Do corporations must get extra inventive with how they work?

New research from creative freelancer platform Genie delves inside the creative mind, attempting to understand changing attitudes to work, post-pandemic. Genie says it surveyed 1,001 “creative professionals to understand their working preferences”, asking “what makes the creative mind tick, and where do creative ideas form? And, how might these preferences have changed as a result of Covid?”

What have they learned? A lot of it is not very surprising: creative people say they get most of their ideas in the shower or when out for a walk, while a measly 16% think they are most inspired at the office, for example. We also learn that 68% think working from home helps them to be more creative, that technology is a help rather than a hindrance (despite earlier stories about the negative impact of multiple video calls) and one in three rank self-motivation as the most underrated skill in creativity.

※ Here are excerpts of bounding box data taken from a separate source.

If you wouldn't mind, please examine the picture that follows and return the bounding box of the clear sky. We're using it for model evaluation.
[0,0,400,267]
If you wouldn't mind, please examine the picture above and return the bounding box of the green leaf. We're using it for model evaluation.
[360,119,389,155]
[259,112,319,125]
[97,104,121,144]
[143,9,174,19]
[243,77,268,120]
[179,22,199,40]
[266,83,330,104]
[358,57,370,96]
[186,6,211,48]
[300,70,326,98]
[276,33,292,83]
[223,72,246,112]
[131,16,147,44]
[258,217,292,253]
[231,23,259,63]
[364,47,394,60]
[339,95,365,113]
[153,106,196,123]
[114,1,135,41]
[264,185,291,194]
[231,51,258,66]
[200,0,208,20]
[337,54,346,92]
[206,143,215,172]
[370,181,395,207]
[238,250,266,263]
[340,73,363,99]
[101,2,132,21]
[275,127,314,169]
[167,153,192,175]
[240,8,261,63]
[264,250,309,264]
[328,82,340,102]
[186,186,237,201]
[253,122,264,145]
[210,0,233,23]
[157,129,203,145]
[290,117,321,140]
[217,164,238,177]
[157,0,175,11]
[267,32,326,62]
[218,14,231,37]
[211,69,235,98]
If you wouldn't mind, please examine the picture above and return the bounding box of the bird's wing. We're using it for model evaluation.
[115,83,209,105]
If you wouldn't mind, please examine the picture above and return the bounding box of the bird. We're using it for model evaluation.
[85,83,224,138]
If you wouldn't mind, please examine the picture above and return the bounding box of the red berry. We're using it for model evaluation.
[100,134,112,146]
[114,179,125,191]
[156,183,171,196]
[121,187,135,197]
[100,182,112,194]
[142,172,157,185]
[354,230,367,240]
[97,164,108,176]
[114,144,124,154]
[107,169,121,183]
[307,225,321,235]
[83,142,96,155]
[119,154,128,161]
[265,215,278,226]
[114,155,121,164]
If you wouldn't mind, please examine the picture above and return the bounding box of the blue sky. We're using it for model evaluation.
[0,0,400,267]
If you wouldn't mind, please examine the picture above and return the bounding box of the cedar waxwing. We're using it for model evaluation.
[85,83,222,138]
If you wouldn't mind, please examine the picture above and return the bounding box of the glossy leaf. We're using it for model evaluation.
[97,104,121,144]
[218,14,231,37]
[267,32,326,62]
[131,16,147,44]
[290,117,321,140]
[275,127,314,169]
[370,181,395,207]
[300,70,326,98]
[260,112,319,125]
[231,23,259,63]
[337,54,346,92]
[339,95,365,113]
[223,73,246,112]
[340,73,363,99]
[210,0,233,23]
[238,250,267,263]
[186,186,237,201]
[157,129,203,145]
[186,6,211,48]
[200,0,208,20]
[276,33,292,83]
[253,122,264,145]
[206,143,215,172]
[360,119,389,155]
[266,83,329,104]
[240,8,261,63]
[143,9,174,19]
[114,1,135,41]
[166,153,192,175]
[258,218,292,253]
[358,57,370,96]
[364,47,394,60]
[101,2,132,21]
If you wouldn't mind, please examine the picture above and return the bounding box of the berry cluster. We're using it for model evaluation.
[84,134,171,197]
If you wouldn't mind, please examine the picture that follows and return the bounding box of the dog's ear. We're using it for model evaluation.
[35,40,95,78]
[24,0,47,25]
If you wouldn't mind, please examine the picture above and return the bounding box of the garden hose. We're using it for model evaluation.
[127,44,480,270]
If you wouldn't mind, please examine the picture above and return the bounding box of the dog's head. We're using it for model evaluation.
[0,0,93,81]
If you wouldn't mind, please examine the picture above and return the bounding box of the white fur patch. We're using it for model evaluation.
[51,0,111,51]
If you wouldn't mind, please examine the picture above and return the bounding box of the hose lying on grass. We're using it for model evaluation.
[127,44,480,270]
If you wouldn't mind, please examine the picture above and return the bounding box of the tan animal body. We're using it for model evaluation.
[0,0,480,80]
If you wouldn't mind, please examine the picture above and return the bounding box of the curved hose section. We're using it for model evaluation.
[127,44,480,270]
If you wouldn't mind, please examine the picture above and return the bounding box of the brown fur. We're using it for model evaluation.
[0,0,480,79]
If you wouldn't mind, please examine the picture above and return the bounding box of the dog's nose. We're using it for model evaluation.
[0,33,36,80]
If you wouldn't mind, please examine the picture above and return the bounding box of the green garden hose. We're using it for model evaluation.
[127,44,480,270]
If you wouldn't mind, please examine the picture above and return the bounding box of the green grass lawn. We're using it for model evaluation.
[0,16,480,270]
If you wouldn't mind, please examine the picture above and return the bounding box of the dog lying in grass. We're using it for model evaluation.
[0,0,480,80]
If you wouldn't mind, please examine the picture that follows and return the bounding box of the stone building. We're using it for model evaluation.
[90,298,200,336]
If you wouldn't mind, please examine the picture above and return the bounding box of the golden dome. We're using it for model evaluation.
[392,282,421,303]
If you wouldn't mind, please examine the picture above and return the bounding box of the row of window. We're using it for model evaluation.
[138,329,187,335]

That last point is worth further consideration. The productivity gains which come from creatives being at home partly stem from having greater control over their environment and levels of disruption – no colleagues just popping over for a desk-side catch-up, for instance. While we shouldn’t ignore warnings about long-term harm to collaboration and culture (particularly for younger team members and new joiners), it’s clear that working from home, or at least a place of their own choosing, has been beneficial for creative people in many ways.

It’s not just about where that work takes place, it’s also about how. That self-motivation has come to the fore as a key skill no doubt stems from the fact that when you have greater control over your working day, it takes willpower to ignore the myriad opportunities to faff about which lurk just yards away: this table could really do with dusting; maybe I should pop a quick wash on; just going to check the news to see who the Prime Minister is today etc.